Rate Limiting Guide
Rate limiting protects you from scrapers, brute-force bots, runaway retry loops and your own most enthusiastic customers — and with per-request LLM costs, it is now cost control too.
Three decisions define a limiter: the key (IP, user or API key), the algorithm (how bursts are treated), and the enforcement point (edge, gateway or application middleware).
Choosing an algorithm
Fixed windows are simple but allow double bursts at window boundaries. Sliding windows smooth that out for slightly more bookkeeping. Token buckets — a bucket refilling at a steady rate that each request drains — allow natural short bursts over a sustained rate, which is why they are the default in most production limiters. Leaky buckets instead smooth outflow to a constant pace, useful when a downstream dependency must never spike.
Where to enforce
Layer coarse to fine:
- Edge — Cloudflare rate-limiting rules stop volumetric abuse before it touches your origin
- Gateway — AWS API Gateway throttles and usage plans give per-key quotas for partner APIs
- Application —
@upstash/ratelimitbacked by Redis works from serverless and edge runtimes; express-rate-limit or rack-attack need a shared Redis store once you run more than one instance
Responding to limited clients
Return 429 with a Retry-After header and, ideally, the draft IETF RateLimit headers so well-behaved clients can pace themselves. Key authenticated traffic by user or API key rather than IP — corporate NATs and CGNAT put thousands of humans behind one address. Document your limits publicly and teach clients to retry with exponential backoff plus jitter.
Edge cases that bite
Give login, OTP and password-reset routes far stricter limits than the rest of the API. Weight expensive endpoints — one report export can cost a thousand health checks — with cost-based buckets. And decide failure behavior consciously: if the limiter's Redis is down, fail open for ordinary reads but fail closed on authentication endpoints.

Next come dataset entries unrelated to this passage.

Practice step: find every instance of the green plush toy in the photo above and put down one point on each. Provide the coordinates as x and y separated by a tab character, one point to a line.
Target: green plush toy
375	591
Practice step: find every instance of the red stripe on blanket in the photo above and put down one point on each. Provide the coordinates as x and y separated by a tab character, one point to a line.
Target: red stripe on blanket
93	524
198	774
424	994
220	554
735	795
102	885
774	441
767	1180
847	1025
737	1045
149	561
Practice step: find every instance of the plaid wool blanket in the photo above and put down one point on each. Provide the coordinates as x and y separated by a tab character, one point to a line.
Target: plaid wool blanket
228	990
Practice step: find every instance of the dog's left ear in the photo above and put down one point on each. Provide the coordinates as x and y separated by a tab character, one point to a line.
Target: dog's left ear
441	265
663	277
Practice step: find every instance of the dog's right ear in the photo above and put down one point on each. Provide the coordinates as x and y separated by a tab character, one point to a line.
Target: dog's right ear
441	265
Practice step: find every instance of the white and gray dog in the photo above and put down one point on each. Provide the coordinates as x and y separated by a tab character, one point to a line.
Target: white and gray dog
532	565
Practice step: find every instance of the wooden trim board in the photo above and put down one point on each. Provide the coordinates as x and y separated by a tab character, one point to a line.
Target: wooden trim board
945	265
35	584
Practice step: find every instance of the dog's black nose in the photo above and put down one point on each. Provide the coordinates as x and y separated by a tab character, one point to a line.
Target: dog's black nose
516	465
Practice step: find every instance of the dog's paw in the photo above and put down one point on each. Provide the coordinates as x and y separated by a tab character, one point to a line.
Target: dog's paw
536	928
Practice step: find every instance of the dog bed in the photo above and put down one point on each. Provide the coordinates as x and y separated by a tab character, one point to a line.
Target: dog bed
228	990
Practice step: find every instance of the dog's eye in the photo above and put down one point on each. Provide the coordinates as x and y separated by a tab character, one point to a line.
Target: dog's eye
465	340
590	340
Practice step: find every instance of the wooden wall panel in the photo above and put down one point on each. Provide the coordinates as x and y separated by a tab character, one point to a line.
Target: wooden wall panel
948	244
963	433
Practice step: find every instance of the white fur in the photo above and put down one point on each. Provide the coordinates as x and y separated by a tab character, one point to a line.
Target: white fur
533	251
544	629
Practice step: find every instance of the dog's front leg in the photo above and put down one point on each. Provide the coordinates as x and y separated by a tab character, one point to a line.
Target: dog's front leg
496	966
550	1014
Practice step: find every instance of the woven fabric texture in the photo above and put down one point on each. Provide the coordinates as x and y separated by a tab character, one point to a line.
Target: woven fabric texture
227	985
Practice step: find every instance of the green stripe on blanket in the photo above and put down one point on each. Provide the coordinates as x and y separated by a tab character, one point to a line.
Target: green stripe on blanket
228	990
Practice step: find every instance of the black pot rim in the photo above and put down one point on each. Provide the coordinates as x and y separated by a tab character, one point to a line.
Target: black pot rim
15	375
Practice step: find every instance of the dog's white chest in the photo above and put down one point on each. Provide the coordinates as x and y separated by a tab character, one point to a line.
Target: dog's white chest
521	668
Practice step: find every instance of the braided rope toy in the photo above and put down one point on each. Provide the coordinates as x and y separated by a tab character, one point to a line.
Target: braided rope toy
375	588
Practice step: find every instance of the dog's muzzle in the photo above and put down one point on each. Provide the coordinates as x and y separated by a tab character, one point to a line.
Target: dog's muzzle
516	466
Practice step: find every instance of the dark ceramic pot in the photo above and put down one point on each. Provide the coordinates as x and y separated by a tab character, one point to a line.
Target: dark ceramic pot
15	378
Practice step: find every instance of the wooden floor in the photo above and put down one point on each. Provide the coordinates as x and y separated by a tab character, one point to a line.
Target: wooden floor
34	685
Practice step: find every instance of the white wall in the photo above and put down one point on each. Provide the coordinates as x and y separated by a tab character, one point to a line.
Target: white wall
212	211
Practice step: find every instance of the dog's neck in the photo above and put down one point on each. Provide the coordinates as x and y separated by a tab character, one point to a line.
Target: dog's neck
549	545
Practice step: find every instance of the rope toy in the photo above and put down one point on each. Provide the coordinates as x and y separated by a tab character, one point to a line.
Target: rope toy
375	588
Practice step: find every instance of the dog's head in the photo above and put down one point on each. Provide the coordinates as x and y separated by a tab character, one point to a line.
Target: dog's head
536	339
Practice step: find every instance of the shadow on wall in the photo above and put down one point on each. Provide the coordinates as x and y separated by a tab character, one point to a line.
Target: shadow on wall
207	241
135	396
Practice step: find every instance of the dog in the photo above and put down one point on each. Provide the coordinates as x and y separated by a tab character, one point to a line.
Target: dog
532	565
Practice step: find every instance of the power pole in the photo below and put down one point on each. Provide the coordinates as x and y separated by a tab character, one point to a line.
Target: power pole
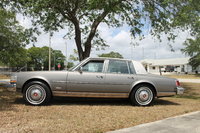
50	51
66	62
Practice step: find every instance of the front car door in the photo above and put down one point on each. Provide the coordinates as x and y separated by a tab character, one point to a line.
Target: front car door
89	79
119	76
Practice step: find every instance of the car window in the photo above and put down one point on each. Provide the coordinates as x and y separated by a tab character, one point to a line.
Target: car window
116	66
131	68
93	66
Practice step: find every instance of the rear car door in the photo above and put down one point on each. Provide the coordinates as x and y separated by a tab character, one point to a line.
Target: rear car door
89	79
120	74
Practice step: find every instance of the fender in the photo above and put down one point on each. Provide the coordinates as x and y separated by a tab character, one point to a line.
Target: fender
141	82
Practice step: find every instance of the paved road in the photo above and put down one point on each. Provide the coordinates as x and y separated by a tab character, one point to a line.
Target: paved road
188	123
190	80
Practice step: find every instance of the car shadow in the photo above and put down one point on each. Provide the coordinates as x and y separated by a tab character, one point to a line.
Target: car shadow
102	101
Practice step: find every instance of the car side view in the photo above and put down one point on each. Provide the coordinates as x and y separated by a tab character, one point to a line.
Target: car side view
96	77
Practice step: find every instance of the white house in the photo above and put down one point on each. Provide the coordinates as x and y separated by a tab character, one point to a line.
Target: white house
179	65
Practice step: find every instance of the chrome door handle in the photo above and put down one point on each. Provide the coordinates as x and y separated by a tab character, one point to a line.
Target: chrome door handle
99	77
130	77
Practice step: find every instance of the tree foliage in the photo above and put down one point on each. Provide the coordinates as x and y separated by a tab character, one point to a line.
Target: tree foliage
112	55
39	58
193	50
13	39
189	17
82	17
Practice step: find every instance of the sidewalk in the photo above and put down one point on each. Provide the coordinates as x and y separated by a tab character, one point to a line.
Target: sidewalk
188	123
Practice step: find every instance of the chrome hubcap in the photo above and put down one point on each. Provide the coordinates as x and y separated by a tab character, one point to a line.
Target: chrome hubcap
35	94
144	95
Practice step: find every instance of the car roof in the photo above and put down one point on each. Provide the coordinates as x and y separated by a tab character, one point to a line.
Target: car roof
107	58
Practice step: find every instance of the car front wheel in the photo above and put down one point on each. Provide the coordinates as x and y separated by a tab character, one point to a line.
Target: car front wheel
142	95
36	93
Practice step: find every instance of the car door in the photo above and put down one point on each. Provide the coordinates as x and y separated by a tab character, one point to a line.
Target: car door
89	79
119	76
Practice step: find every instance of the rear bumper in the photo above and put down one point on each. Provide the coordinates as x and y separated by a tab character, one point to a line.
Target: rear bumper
179	90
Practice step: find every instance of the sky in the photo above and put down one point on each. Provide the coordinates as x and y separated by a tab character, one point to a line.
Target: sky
119	40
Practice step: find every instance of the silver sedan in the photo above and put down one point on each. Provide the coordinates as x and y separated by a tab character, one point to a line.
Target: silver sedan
96	77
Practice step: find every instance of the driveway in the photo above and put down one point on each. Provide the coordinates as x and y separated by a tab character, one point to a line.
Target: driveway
187	123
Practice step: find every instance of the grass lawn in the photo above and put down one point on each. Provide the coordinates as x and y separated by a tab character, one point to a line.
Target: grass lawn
4	76
85	115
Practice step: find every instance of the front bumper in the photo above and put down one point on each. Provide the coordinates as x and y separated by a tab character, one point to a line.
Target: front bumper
179	90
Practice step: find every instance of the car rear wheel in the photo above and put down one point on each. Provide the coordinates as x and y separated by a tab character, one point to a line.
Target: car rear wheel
36	93
142	95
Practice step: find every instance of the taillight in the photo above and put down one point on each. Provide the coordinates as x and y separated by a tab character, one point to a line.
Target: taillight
177	83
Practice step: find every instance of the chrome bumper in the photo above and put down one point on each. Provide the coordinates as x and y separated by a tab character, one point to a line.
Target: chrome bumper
179	90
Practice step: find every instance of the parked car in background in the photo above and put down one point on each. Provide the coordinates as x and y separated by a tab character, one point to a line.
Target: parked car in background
96	77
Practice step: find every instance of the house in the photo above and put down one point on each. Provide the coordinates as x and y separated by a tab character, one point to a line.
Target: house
179	65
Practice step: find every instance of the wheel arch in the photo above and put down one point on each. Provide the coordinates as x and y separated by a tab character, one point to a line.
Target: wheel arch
144	83
36	79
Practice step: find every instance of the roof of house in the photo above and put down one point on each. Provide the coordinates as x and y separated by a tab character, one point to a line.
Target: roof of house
164	62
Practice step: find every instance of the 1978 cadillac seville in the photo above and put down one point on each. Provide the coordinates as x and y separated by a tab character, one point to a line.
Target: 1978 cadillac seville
96	77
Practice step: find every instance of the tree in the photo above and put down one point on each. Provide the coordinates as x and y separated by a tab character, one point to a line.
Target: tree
13	39
112	55
39	58
82	17
189	17
193	50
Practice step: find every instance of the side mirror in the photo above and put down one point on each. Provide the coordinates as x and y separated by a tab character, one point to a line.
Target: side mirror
80	70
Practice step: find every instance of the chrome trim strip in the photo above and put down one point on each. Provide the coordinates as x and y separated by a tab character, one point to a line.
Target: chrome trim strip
97	83
90	94
59	81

Frequently asked questions
Should limits be per-IP or per-user?
Per-user or per-API-key wherever the request is authenticated; per-IP only for anonymous traffic, with generous thresholds because addresses are shared.
What limits should I start with?
Measure a week of real traffic, then set limits comfortably above your 99th-percentile legitimate usage and tighten from evidence, not guesses.
Does Cloudflare replace app-level limiting?
No — it kills floods cheaply at the edge, but per-user quotas, cost weighting and business rules still belong in your application layer.
What should a 429 response include?
A Retry-After header, rate-limit headers describing the window and remaining quota, and a problem+json body clients can log and branch on.